And now? Now, you act. Stop feeling sorry for yourself because you aren’t who you wanted to be. We all have aspirations for ourselves that never come to fruition. I wanted to be queen of the world when I was a child – hell, I STILL want to be queen. In a non-tyrant country I knew that would always be a difficult undertaking, but I was damn well going to be important. The CIA…FBI…I was going to be somebody significant. That dream? Alas, that dream died hard. I think I had at least 6 funerals for that one, and I’m sure I’ve got at least one more coming. But now, I try to focus my efforts on other things that bring me joy and make me feel worthy. Those other things didn’t fall in my lap, I had to go out there and find them.

You’re ONLY in your 30s. That means dick in the span of things. So you can’t get THE job. Eh. You’ve got 700 degrees and a wealth of abilities. Someone will hire you if you widen your horizons. Why not try a completely different line of work? And maybe try picking up a new hobby where you can meet new people. Who knows? You wouldn’t be the first jobless guy still living with his parents to find love.

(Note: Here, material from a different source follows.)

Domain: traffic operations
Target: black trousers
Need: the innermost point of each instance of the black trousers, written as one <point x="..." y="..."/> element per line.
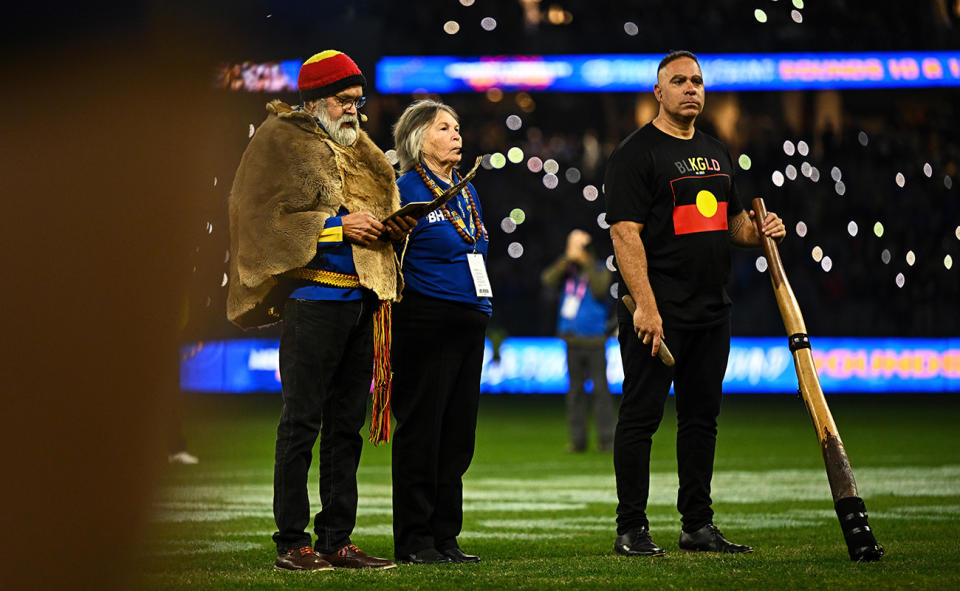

Nietzsche said, “In reality, hope is the worst of all evils, because it prolongs man's torments.” Though he’s a little existential for my taste, I’m afraid I can’t disagree with him on this one. Letting your dreams die is an anguish many of us go through, only to foolishly revive them time and time again. The “some days” and “I should’s” become our addictions, distorting the reality of now with the fantasies of maybe. So put the needle down, JJ. It’s time to let go of the childhood vision of who you wished you were, and start accepting the man you are.